After Israel decided last month to deport the relatives of Palestinian militants, including suicide bombers, to Gaza, the military arrested 19 relatives of men suspected of involvement in attacks on Israelis. But the Attorney General, Mr Elyakim Rubinstein, ruled that only family members directly connected to the attacks could be deported to Gaza.

The deportation decision - as well as the policy of demolishing the homes of militants who have carried out attacks - has drawn international criticism as a form of collective punishment.

READ MORE

While many Israelis, terrified by the ongoing suicide bombings in their cities support the deportation policy, Mr Tally Gur, a spokesman for the Association for Civil Rights in Israel, yesterday described the ruling as "an illegal, immoral decision that strays from all human rights values.

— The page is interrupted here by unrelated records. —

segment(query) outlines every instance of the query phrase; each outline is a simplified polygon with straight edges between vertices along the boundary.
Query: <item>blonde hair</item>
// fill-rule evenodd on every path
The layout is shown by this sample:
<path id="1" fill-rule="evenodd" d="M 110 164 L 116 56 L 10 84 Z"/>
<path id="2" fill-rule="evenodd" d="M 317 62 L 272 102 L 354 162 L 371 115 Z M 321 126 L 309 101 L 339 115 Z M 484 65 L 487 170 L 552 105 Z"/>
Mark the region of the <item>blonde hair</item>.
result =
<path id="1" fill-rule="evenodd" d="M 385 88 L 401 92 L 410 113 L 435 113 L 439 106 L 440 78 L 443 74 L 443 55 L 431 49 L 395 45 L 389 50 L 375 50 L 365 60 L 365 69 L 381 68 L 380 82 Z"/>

The decision is a joke because if these people are dangerous, why are they releasing them to Gaza?"

The Defence Minister, Mr Benjamin Ben-Eliezer, contended at a cabinet meeting on Sunday that house demolitions were beginning to deter Palestinian militants, and that parents were trying to dissuade their children from carrying out attacks for fear of the consequences.

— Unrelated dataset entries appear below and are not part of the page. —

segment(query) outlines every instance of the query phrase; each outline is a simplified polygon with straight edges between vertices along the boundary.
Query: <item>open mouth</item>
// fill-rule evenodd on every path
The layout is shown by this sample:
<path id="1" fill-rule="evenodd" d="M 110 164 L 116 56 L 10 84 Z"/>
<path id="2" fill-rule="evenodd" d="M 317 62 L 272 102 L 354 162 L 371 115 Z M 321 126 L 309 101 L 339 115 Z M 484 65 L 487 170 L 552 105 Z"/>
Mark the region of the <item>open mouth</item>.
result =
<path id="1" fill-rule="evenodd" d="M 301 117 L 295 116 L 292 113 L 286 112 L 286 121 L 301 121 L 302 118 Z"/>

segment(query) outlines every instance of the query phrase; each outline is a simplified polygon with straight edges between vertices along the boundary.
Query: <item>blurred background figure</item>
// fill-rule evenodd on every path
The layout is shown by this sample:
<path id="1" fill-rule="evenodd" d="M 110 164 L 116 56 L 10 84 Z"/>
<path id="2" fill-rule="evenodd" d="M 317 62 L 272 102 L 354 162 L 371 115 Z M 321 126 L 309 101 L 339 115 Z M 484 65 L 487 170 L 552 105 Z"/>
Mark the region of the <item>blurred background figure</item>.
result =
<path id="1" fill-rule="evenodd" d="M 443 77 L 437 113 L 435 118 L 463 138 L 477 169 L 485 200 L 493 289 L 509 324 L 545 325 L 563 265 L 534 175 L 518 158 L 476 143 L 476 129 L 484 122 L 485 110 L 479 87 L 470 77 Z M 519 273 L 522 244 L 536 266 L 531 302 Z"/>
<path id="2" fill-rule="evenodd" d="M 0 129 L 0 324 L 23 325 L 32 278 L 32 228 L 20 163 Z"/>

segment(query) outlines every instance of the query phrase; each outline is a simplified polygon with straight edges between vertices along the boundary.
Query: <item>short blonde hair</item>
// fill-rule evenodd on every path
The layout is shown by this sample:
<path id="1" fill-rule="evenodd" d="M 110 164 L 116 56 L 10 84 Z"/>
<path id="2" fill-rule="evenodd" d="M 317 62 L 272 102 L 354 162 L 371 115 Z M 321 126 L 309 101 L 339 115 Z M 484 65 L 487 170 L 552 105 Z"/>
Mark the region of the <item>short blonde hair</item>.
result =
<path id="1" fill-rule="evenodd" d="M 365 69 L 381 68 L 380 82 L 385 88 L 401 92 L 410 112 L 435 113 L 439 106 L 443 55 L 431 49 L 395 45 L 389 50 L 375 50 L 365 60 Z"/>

Militant Palestinian groups, however, appeared largely undeterred by the latest Israeli policy. An attempt to forge across-the-board agreement among all Palestinian groups, including the radical Islamic Hamas, for a cessation of attacks on civilians inside Israel, appeared to be falling apart last night as militant groups won out at a unity meeting in the Gaza Strip, insisting on a statement endorsing the continuation of the almost two-year-old uprising.

"We stress the legitimacy of our resistance against the [Israeli] aggression and the occupation, and the Israeli settlements," said the latest draft of a statement being discussed by 13 Palestinian groups, including Palestinian leader Yasser Arafat's Fatah party.

"The idea in this initiative," said Mr Kadoura Fares, a Fatah member of the Palestinian parliament, "is to stop attacking civilians and limit the resistance" to the West Bank and the Gaza Strip.

But Hamas and the Popular Front for the Liberation of Palestine said they would not support a document calling for an end to attacks inside Israel. "The manifesto stresses the legitimacy of all sorts of resistance. It does not exclude anything," the PFLP leader, Mr Jamil Majdalawi, said.

Internal attempts to forge Palestinian agreement on a ceasefire stalled three weeks ago when Israel dropped a one-ton bomb in Gaza city, killing the Hamas military leader there, Mr Salah Shehadeh, and 14 civilians, including nine children. At the time Israel dismissed reports of Palestinian attempts to forge agreement over a truce as not serious.